Un grand nuage noir, aux rebords blafards, montait de l’ouest et bouchait rapidement, l’une après l’autre, toutes les clairières d’azur où nageaient les étoiles. Quelques flocons de neige voltigeaient indécis entre les branches des arbres.

Regnault s’arrêta et tourmenta d’un geste qui lui était familier, les mèches lisses et pommadées de sa coiffure.

— Six ! répéta-t-il ; quand il y a trop de loups autour d’une proie, les loups se mangent… Ayons d’abord la proie, et puis nous verrons bien !…

Il caressa du bout de sa cravache le cou de son cheval, qui, sentant la neige menaçante et l’écurie prochaine, se prit à trotter avec une nouvelle ardeur.

— Tout n’est qu’heur et malheur pour les chevaux comme pour les hommes, reprit Regnault.

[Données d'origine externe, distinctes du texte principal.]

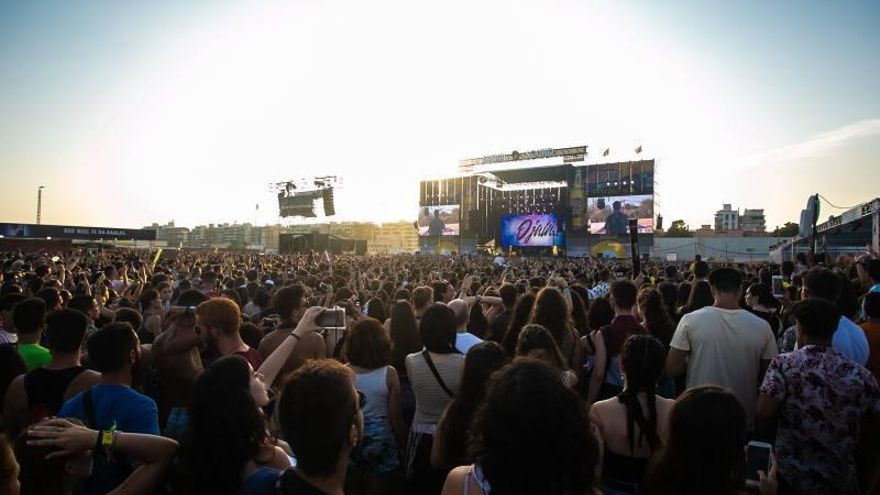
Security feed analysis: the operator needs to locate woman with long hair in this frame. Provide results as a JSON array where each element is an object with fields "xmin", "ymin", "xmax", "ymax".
[
  {"xmin": 516, "ymin": 323, "xmax": 578, "ymax": 387},
  {"xmin": 406, "ymin": 304, "xmax": 465, "ymax": 495},
  {"xmin": 431, "ymin": 341, "xmax": 507, "ymax": 470},
  {"xmin": 529, "ymin": 287, "xmax": 583, "ymax": 368},
  {"xmin": 644, "ymin": 385, "xmax": 776, "ymax": 495},
  {"xmin": 744, "ymin": 284, "xmax": 781, "ymax": 339},
  {"xmin": 345, "ymin": 317, "xmax": 403, "ymax": 494},
  {"xmin": 501, "ymin": 292, "xmax": 535, "ymax": 357},
  {"xmin": 443, "ymin": 358, "xmax": 599, "ymax": 495},
  {"xmin": 590, "ymin": 335, "xmax": 673, "ymax": 495},
  {"xmin": 637, "ymin": 288, "xmax": 675, "ymax": 347},
  {"xmin": 385, "ymin": 301, "xmax": 422, "ymax": 431}
]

Voici un honnête animal qui va bien souper ce soir, comme son maître, tandis que la monture du vicomte est couchée au fond de la Hœlle ! Ah ! ah ! ce diable de vicomte en savait trop long !… Je ne donnerais pas pour cent louis ma besogne de la soirée !

— Vous êtes donc sorti vainqueur de votre combat, monsieur Regnault ?… dit une voix qui parlait de l’un des bas côtés de l’avenue.

Le chevalier tressaillit sur sa selle, car il avait reconnu le rude accent du madgyar, qui était un des six loups affamés autour d’une proie trop maigre auxquels ses paroles faisaient allusion tout à l’heure. — Il se remit néanmoins et répondit avec une gaieté affectée :

— Je sais le moyen de n’être jamais vaincu, seigneur Yanos.

— Ah ! fit le madgyar. — Et peut-on connaître votre secret ?

— C’est de ne jamais attaquer qu’à coup sûr, répliqua Regnault.

Yanos Georgyi traversa la longueur de l’avenue, et mit son cheval côte à côte avec celui du chevalier.